Drug overdoses are the leading cause of death among Americans under age 50. In Missouri, drug use, including methamphetamine use, is rising dramatically. In fact, drug arrests hit their highest point in a decade last year. We must change course. My administration will work to expand evidence-based education and prevention programs. Every Missourian should know and understand the signs of addiction as well as the dangers of meth use to aid in early intervention.
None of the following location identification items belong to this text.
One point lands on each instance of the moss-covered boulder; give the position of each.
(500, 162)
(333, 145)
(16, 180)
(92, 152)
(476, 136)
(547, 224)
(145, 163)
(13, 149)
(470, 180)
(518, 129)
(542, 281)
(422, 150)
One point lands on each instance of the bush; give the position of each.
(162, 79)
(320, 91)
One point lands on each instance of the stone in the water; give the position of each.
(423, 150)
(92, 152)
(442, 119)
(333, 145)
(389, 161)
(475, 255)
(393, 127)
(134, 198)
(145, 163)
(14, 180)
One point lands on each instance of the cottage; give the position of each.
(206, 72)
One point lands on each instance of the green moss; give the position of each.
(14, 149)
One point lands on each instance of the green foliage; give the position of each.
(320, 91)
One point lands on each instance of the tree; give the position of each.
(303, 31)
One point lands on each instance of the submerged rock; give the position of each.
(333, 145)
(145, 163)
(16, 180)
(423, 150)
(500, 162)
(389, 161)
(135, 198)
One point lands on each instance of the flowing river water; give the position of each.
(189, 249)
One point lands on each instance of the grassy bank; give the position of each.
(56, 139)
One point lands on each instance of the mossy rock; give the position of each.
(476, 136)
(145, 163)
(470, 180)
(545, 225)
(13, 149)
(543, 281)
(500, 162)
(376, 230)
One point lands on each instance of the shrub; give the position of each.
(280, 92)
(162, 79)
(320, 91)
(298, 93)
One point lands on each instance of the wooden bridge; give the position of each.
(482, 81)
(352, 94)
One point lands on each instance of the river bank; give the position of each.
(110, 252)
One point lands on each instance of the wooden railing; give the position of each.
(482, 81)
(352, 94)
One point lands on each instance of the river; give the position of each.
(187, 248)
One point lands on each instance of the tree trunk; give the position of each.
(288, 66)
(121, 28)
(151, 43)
The criminal justice system is the state’s largest provider for the mentally ill, a costly responsibility it’s not fully equipped to handle. As governor, I would:
Work to ensure there are an array of mental-health options throughout the state by leveraging tele-psychiatry and expanding resources in schools;
Promote crisis intervention training and help assemble local crisis response teams to support law enforcement;
Partner with Employee Assistance Programs to expand options for Missourians, helping individuals with mental health needs before they commit offenses; and
Support ongoing pilot programs that divert non-violent offenders with mental illness through treatment programs, rather than the criminal justice system, expanding those programs which produce positive outcomes.
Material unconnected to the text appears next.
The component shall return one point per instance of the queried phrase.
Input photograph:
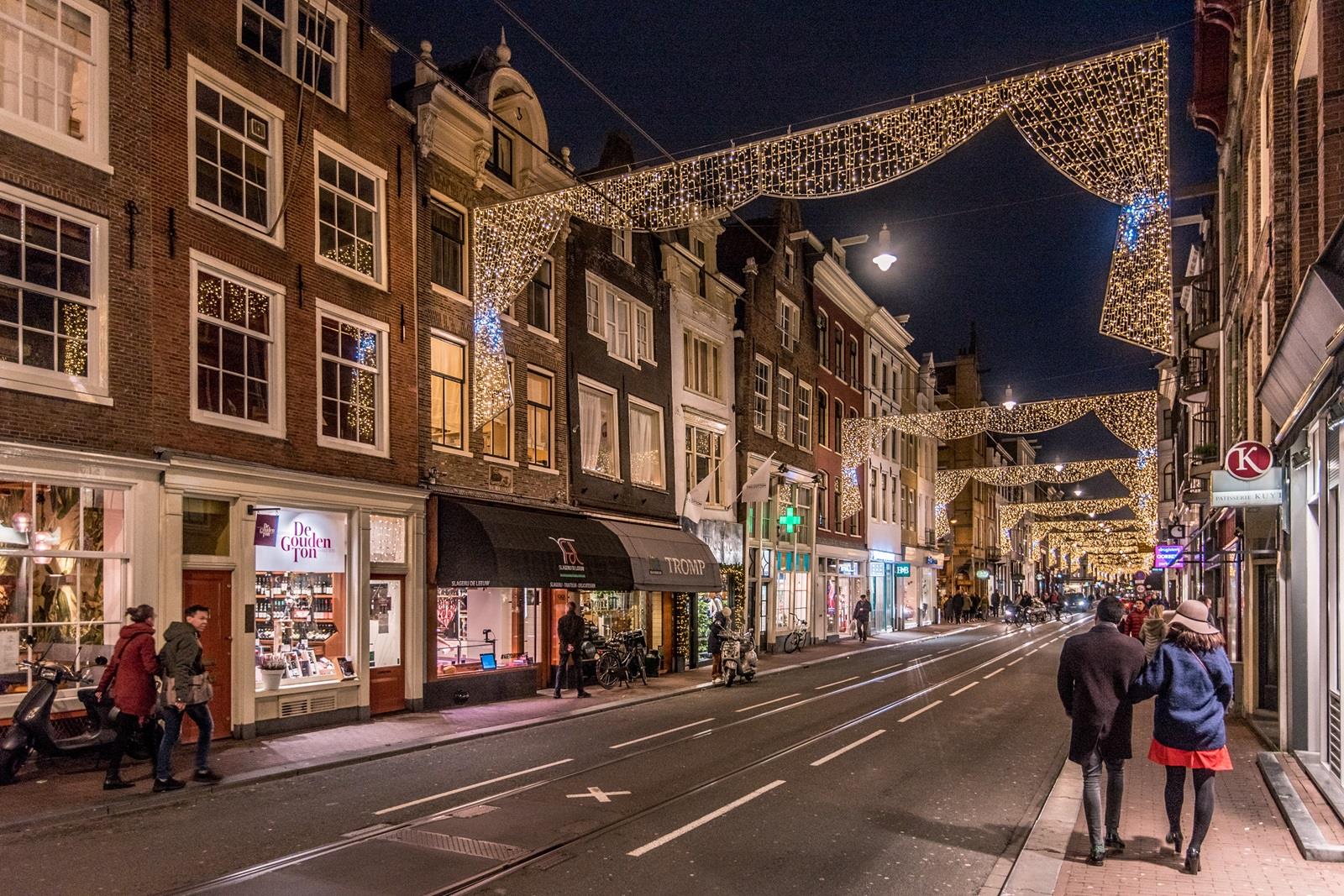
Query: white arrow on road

I believe local communities must have the ability to decide how to best protect their students. As governor, I will take the same approach, ensuring schools and communities have the flexibilities needed to assert local control and protect our kids.
As a conservative, I believe leaders have a responsibility to minimize government intrusion but maximize its impact. This is as true in criminal justice as it is anywhere else. Missouri has always been a law-and-order, tough-on-crime state. I support that. But no matter how tough our laws are, they aren’t effective if law enforcement doesn’t have the technological, financial, or investigative resources necessary to enforce those laws. While working to maintain strong relationships between officers and the neighborhoods they serve, I am committed to ensuring law enforcement have technologies, such as body cameras, and the enforcement tools necessary to keep us and themselves safe – both in our communities and online.